A manifesto launch would normally be a bustling event, where we could chat with journalists and showcase our amazing candidates. Instead, we had a couple of broadcasters in the room and the rest staring at us through a screen.
Of course there was plenty of buzz online, and I was delighted with the many supportive comments from those seeing our proposals for the first time. But it has been strange campaign without the valuable conversations we normally have on doorsteps.
This is the new normal. Video conferencing is such a strange way to run an election campaign, but it has also been a strange way to deliver my projects at work too.
In the many online hustings I’ve taken part in, I’ve been struck by the things the parties seem to agree on. I’ve heard cross-party commitments to working on issues like a National Care Service, stopping violence against women, ending racism and ensuring fair pay for workers and opportunities for young people. Away from the high-profile, set-piece TV ding dongs, it’s heartening to know parties can work together on these issues.
As encouraging as these online events have been, just like everyone else, I’m desperate to see people in person again, but we can’t rush this. The images from England of hospitality businesses reopening was a concern. Large crowds of people, many of them unvaccinated, took to the bars and cafes.
I think these images are part of the reason Scotland has shifted to allow families to meet outdoors from yesterday. This will allow people to see each other before we add in hospitality and alcohol into the mix.
We also need to see much better protection for those who work in hospitality. That starts with better pay and conditions for a workforce often treated as dispensable.
The Scottish Greens support a cautious approach, especially when we see a third wave of the pandemic across the world, in part driven by countries easing restrictions, but also because there is inequitable distribution of the vaccine.
Where we cannot afford to be cautious, however, is in tackling the climate emergency. We have less than ten years left before 2030, the year identified in the Paris Agreement as the point of no return.
Yet it has been clear in the election campaign that while they have taken up our challenge to produce green policies, the other parties are not treating this with the urgency it requires.
The next parliamentary session needs to be transformational. We need to pull together to do everything we can with the technology we have. Our manifesto is a programme for change that is bold, but it is also the minimum Scotland needs to do to keep up with the rest of the world.
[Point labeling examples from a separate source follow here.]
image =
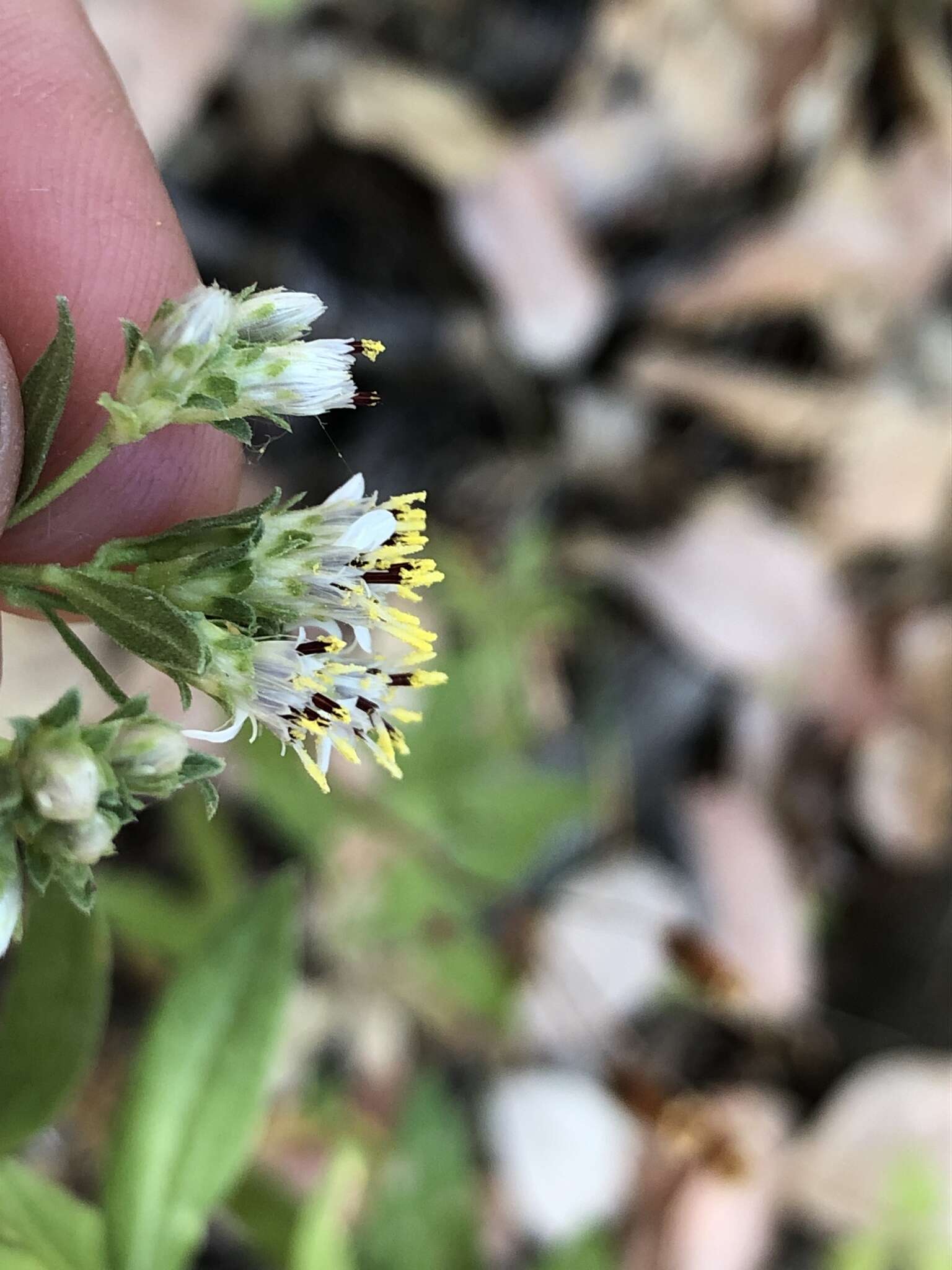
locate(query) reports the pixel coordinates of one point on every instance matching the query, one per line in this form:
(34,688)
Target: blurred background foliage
(646,962)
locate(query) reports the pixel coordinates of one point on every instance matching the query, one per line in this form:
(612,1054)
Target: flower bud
(196,323)
(11,908)
(92,840)
(64,781)
(149,748)
(277,315)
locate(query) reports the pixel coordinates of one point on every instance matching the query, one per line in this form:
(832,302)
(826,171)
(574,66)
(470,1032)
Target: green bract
(69,788)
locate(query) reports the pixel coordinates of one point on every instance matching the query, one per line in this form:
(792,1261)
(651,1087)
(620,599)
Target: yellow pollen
(399,500)
(405,716)
(427,678)
(346,748)
(312,769)
(372,349)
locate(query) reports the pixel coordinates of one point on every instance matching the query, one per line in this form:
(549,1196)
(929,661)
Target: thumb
(11,435)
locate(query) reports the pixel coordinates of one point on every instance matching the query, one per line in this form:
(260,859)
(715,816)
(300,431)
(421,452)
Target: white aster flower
(276,315)
(318,696)
(184,335)
(300,379)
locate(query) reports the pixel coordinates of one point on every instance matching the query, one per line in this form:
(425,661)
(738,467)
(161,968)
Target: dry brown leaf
(708,1222)
(884,1114)
(758,913)
(902,790)
(518,231)
(863,247)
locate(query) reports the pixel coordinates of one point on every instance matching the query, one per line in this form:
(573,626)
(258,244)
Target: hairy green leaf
(134,338)
(43,399)
(238,429)
(45,1221)
(180,539)
(136,618)
(196,1093)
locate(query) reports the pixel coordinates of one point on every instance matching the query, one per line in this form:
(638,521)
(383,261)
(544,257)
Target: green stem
(100,448)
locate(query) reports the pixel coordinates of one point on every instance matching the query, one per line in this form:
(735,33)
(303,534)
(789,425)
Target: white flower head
(319,695)
(11,908)
(215,358)
(347,561)
(200,322)
(299,379)
(276,316)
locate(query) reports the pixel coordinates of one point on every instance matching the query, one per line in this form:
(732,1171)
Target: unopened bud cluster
(216,357)
(66,790)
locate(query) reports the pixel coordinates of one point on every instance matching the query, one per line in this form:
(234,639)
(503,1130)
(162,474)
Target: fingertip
(84,214)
Governments across the world are investing in their nation’s recoveries. We need to invest too, and our priority must be securing our survival.
President Joe Biden has launched his American Jobs Plan – a trillion dollars in infrastructure and jobs, the biggest investment plan seen in the US since the Second World war.
In Germany, the green recovery is already being seeded through bold public investment plans. They’re spending an extra billion euros this year alone to upgrade homes and buildings.
The EU is making 265 billion euros available to invest in a green recovery as part of their Recovery and Resilience Fund, and individual member states are adding much more to that.
Scotland must not be left behind. In fact, we can and must lead, but the UK’s ideological obsession with austerity threatens that. We know even the UK government will borrow and invest, but it still isn’t clear how that will impact on Scotland’s finances.
What is clear is the pressing need to invest in renewable energy, public transport, warm homes and restoring nature so it can capture carbon.
And we will not duck the tough decisions when it comes to fossil fuels either. This is not about losing jobs, an accusation the other parties try and level at us. It’s about securing a future for those communities that work in an industry in decline.
It is a basic scientific fact that Scotland and the UK cannot burn the known reserves of oil and gas in the North Sea and comply with the commitments under the Paris Agreement. That’s why we need to start investing in the alternatives now.
The UK government pushed the onshore wind industry off a cliff, and the Scottish government has done little if anything to save it. Similarly, tidal power is being largely ignored. The Scottish Greens will change this. We will invest, nurture and support the growth of a world-leading renewables industry, with conditions that jobs are created here in Scotland.
Our Rail for All proposals to upgrade Scotland’s railways; restoring forests and peatlands; rewilding initiatives; expanding Scotland’s national parks; and our measures to retrofit homes to meet new efficiency standards and tackle fuel poverty will create thousands of jobs too.
We’re focusing on quality jobs because that is the best way to recover from this public health crisis. The last year has had devastating economic impact but it has also revealed how broken our economy was, with far too many people on insecure work and far too many holes in the social security safety net.
We can’t go back to that broken system, which sees vast wealth taken out the economy and put into offshore tax-avoiding bank accounts.
It’s time for us to pull together and invest in a new Scotland that leaves no-one behind. A Scotland that can play a leading role in Europe’s effort to tackle the threat to humanity’s survival. The Covid-19 pandemic was such a threat, but the climate crisis is an even bigger one. Our future depends on getting this right.